Nel mentre, mi alzai e la sostenni per un braccio, costringendola a lasciare un po' del peso del suo corpo sul mio.
"Non ho chiesto aiuto a nessuno, ha fatto tutto lui, come stai facendo anche tu in questo momento, tra l'altro" rispose cercando di tenere l'equilibrio su una gamba. A quel punto lasciai perdere, anche se sapere che lei in realtà aveva rifiutato, mi faceva arrabbiare ancora di più. Ciò significava che Max avesse fatto di testa sua, fregandosene di ciò che voleva, in realtà, Catherine.
Non dissi più nulla. Semplicemente, avvolsi un suo braccio intorno alle mie spalle, e un mio braccio intorno al suo bacino. Poi la sollevai e iniziai a camminare.
"Che diavolo stai facendo?" chiese sorpresa e in imbarazzo allo stesso tempo. Era una delle poche volte che aveva mostrato vergogna da quando la conoscevo.
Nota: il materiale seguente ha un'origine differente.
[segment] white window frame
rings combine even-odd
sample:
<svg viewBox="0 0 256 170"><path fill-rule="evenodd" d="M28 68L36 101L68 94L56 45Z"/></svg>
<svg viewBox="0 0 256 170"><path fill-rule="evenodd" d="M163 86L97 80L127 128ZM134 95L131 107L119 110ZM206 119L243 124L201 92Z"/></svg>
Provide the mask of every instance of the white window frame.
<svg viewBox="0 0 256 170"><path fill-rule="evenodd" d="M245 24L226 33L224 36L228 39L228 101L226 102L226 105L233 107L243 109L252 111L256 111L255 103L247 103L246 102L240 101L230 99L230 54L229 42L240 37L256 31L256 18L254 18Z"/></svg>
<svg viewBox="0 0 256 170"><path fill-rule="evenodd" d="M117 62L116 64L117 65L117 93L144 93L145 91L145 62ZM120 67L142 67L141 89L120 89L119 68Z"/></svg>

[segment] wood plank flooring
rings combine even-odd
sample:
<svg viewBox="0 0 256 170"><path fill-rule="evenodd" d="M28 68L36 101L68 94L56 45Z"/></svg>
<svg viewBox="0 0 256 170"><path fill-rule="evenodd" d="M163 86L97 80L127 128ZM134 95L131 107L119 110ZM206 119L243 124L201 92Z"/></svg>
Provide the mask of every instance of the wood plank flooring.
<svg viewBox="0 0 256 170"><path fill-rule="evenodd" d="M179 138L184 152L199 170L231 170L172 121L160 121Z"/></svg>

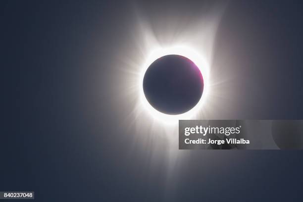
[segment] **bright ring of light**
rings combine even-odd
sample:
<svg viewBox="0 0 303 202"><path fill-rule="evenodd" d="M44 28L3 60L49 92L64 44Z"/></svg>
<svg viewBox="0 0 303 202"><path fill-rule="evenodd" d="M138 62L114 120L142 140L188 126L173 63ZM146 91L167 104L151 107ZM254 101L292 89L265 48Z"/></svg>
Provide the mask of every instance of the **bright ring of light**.
<svg viewBox="0 0 303 202"><path fill-rule="evenodd" d="M199 68L203 77L204 88L202 96L198 103L191 109L184 113L177 115L170 115L162 113L153 108L146 99L143 91L143 79L146 70L151 64L157 59L166 55L177 54L183 55L192 60ZM171 48L158 49L152 52L143 65L140 74L139 84L140 101L145 110L150 113L155 119L167 123L176 123L178 120L190 119L197 115L203 105L203 101L207 94L209 65L204 57L188 47L180 46Z"/></svg>

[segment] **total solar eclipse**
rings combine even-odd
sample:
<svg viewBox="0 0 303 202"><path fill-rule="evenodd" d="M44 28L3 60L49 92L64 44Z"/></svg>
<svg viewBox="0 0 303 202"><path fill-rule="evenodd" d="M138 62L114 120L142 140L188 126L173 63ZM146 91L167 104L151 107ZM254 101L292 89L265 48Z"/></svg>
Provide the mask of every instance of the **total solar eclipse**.
<svg viewBox="0 0 303 202"><path fill-rule="evenodd" d="M169 54L153 61L143 79L143 91L149 103L170 115L182 114L199 101L204 84L198 67L184 56Z"/></svg>

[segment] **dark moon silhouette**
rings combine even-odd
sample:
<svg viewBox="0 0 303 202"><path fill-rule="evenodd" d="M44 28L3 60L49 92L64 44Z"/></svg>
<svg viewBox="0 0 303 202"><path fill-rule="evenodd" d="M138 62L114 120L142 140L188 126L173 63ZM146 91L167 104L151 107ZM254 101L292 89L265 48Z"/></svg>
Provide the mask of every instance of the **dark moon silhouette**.
<svg viewBox="0 0 303 202"><path fill-rule="evenodd" d="M167 55L149 67L143 79L143 90L155 109L171 115L186 112L198 103L204 86L199 68L182 55Z"/></svg>

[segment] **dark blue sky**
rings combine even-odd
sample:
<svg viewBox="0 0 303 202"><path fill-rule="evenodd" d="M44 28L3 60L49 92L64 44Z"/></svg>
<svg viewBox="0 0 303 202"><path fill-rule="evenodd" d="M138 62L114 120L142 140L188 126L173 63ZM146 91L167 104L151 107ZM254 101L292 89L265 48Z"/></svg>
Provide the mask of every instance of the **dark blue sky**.
<svg viewBox="0 0 303 202"><path fill-rule="evenodd" d="M115 109L128 101L110 99L119 79L109 64L133 31L133 5L159 21L167 10L199 15L210 2L1 2L2 97L10 107L3 106L0 191L34 191L39 202L300 201L301 151L191 151L167 190L165 156L151 169L149 146L130 147L134 131L117 127L126 117ZM233 118L303 118L302 10L301 1L228 3L214 57L235 61L222 74L243 75ZM213 158L202 160L205 154Z"/></svg>

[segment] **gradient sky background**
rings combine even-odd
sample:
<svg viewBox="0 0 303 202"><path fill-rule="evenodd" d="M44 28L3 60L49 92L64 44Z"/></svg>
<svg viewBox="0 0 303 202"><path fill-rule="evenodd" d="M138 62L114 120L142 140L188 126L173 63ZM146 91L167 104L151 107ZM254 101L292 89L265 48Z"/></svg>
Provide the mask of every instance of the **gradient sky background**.
<svg viewBox="0 0 303 202"><path fill-rule="evenodd" d="M4 109L0 191L34 191L44 202L300 201L301 151L186 151L168 173L167 156L151 165L152 143L121 127L133 121L132 104L113 63L133 48L134 10L158 27L173 13L196 19L212 1L2 2L12 109ZM213 71L237 76L237 104L210 118L303 119L303 4L291 2L228 2Z"/></svg>

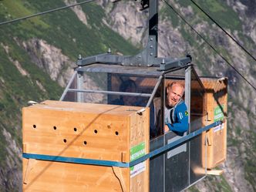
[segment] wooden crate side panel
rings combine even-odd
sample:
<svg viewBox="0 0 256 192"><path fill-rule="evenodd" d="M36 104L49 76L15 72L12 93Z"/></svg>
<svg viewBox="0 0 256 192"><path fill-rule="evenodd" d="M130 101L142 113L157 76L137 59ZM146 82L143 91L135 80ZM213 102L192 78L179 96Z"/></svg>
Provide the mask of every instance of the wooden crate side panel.
<svg viewBox="0 0 256 192"><path fill-rule="evenodd" d="M23 159L24 170L28 161ZM29 174L23 171L23 191L129 191L129 168L120 169L122 178L111 167L36 160Z"/></svg>
<svg viewBox="0 0 256 192"><path fill-rule="evenodd" d="M216 96L221 94L221 96ZM227 114L227 93L217 93L214 94L216 98L218 98L217 102L214 100L215 107L219 104L224 106L224 113ZM224 161L227 157L227 123L221 125L222 127L219 130L214 130L214 151L213 156L214 157L214 165L216 167L218 163Z"/></svg>
<svg viewBox="0 0 256 192"><path fill-rule="evenodd" d="M145 154L150 151L149 140L150 140L150 109L147 108L142 115L134 113L131 116L130 121L130 145L131 147L140 145L140 143L145 143ZM143 167L143 170L132 176L130 173L130 192L149 191L150 186L150 167L149 160L142 162L138 166Z"/></svg>
<svg viewBox="0 0 256 192"><path fill-rule="evenodd" d="M210 124L214 122L214 109L219 105L224 105L224 112L225 115L227 113L227 87L224 87L223 83L206 82L204 83L207 83L208 87L214 88L214 90L207 90L207 109L208 113L207 123ZM217 92L214 93L216 90ZM205 135L207 136L207 142L206 143L205 142L203 143L204 143L203 144L203 154L204 154L205 147L207 147L207 162L203 160L203 164L204 167L207 166L207 168L211 169L226 160L227 123L223 124L221 129L211 129L207 133L205 133L204 136Z"/></svg>
<svg viewBox="0 0 256 192"><path fill-rule="evenodd" d="M121 161L127 126L126 116L26 108L24 152Z"/></svg>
La prima era stata in macchina quando mi aveva confessato di essere eccitata. Era divertente vedere come le sue guance si tingessero un po' di rosso. Infatti, non riuscii a trattenere una risata, che portò l'inglese a rivolgermi lo sguardo più fulminante possibile.
"Velocizzo i tempi" risposi con un sorrisetto.

"Charles mettimi giù" ripeté per la decima volta. Eravamo quasi arrivati ai box, ma non la smetteva comunque di convincermi a rimetterla con i piedi per terra. Inoltre si guardava intorno sperando che nessuno ci notasse. Ma a quell'ora del mattino, di martedì, non c'era quasi nessuno nel paddock. Noi eravamo uno dei pochi team che amavano prepararsi prima per la gara. Anche se in realtà lo facevamo solo per cercare di tirare fuori il meglio dal peggio. La nostra macchina non era all' altezza delle prime e, lavorarci il più possibile, limitava i danni.
"Charles, ti prego. Se ci sono paparazzi non-" continuò a cercare di insistere. Ma la fermai subito.
"Non c'è nessuno. E comunque non stiamo facendo nulla di male. Non ti sto baciando, ti sto solo aiutando visto che hai avuto un problema con la caviglia" dissi continuando a camminare e ignorare il suo sguardo fulminante.
Sospirò consapevole che non l'avrei fatta scendere, perciò non parlò più.
Solo quando fummo all'interno dei box, le permisi di tornare con i piedi per terra, ma la tenni comunque vicino a me per darle sostegno e non farle perdere l'equilibrio.
"Ehi" ci salutò stranito Jack, il mio ingegnere di pista. Ci osservava confuso, alternando lo sguardo da me a Catherine, la quale si stava trattenendo dall'andare nel panico. Sembrava temere il fatto che gli altri potessero scoprire di noi.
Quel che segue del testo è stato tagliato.